## Archive for April, 2016

### Heavy Cookies, Undervalued Coins, and Misconceptions

Simple question to get us started…

Which is worth more?

And **of course** the answer is, “The quarters, because 50¢ is more than 20¢,” right? But not to a kindergarten student or a pre-schooler who hasn’t yet learned how much coins are worth. A young student might argue, “Four is more than two.”

Why didn’t the quarter follow the nickel when he rolled himself down the hill?

Because the quarter had more cents.

Recently, I was asked to review an educational video for kindergarten math that had a similar question.

The video stated, “Can you tell the green, yellow, and orange cookies are heavier? That makes sense, doesn’t it? Because there are **more** of them!”

Uh, no.

This is the same logic that would lead one to claim that the value of four nickels is greater than the value two quarters because there are more nickels. It’s a huge misconception for students to focus on **number** rather than **value**. So it’s very frustrating to see this video reinforce that misconception.
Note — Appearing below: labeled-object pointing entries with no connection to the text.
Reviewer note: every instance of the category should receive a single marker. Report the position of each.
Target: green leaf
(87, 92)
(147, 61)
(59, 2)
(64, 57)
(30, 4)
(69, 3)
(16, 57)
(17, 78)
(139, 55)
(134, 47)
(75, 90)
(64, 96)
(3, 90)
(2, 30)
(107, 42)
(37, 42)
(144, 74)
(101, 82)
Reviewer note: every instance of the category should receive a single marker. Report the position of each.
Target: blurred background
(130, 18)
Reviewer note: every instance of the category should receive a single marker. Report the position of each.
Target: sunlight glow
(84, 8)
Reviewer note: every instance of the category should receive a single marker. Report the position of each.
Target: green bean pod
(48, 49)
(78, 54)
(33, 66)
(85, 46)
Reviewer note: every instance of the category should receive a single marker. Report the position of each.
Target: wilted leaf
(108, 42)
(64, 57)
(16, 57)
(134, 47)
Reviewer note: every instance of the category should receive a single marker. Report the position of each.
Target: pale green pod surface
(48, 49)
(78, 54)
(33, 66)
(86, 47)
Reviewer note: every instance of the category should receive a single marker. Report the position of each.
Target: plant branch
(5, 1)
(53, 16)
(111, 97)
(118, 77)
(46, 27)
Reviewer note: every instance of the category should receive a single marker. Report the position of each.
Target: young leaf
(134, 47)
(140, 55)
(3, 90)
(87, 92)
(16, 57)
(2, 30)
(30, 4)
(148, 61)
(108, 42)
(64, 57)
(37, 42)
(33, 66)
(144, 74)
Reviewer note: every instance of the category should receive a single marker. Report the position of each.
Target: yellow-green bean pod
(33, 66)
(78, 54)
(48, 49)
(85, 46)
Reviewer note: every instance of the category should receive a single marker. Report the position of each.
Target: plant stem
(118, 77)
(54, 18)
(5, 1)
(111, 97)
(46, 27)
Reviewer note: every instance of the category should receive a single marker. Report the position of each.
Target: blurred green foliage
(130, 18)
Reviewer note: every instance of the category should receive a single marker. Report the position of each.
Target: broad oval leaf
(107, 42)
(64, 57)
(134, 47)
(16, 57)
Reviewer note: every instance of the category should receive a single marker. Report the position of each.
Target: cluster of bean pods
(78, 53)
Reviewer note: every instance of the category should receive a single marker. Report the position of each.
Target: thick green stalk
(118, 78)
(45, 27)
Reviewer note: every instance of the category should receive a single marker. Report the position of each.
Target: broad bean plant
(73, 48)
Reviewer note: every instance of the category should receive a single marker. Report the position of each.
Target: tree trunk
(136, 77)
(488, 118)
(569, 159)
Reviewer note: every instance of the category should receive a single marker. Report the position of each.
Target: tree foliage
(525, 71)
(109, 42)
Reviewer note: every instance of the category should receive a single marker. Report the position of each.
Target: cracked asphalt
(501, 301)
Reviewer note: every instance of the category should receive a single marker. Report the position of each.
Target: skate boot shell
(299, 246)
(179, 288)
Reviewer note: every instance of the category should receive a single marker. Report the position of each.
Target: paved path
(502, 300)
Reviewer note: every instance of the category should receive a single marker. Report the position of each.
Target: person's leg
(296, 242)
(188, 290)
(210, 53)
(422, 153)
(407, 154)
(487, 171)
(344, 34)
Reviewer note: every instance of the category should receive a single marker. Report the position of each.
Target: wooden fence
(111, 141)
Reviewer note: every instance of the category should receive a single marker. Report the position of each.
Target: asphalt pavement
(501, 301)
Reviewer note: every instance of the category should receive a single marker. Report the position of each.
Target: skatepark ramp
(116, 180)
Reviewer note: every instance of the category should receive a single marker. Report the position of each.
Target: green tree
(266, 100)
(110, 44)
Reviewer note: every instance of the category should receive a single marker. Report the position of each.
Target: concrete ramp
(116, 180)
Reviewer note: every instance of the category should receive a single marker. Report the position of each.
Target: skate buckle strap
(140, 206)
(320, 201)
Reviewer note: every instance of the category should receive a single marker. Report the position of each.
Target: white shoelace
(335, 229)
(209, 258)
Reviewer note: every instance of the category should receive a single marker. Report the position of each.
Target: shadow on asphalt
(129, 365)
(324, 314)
For example, if each green, yellow, or orange cookie weighs 3 ounces, but each blue or purple cookie weighs 5 ounces, then the left pile would weigh 6 × 3 = 18 ounces, and the right pile would weigh 4 × 5 = 20 ounces, so the right side would be heavier. (Then again, are there really 6 cookies on the left and 4 on the right, or are some cookies hidden? Hard to tell.)

As far as I’m concerned, the only acceptable answer is that the pile of green, yellow, and orange cookies must be heavier — assuming, of course, that the balance scale isn’t malfunctioning — because the pans are tipped in that direction.

All of this reminds me of the poem “Smart” by Shel Silverstein.

SMARTMy dad gave me one dollar bill

‘Cause I’m his smartest son,

And I swapped it for two shiny quarters

‘Cause two is more than one!And then I took the quarters

And traded them to Lou

For three dimes — I guess he don’t know

That three is more than two!Just then, along came old blind Bates

And just ’cause he can’t see

He gave me four nickels for my three dimes,

And four is more than three!And I took the nickels to Hiram Coombs

Down at the seed-feed store,

And the fool gave me five pennies for them,

And five is more than four!And then I went and showed my dad,

And he got red in the cheeks

And closed his eyes and shook his head–

Too proud of me to speak!

### All Systems Go

I noticed the boys having an intense conversation in front of this sign at our local pizza shop:

When I asked what they were doing, they said, “We’re trying to figure out how much one slice and a beer would cost.”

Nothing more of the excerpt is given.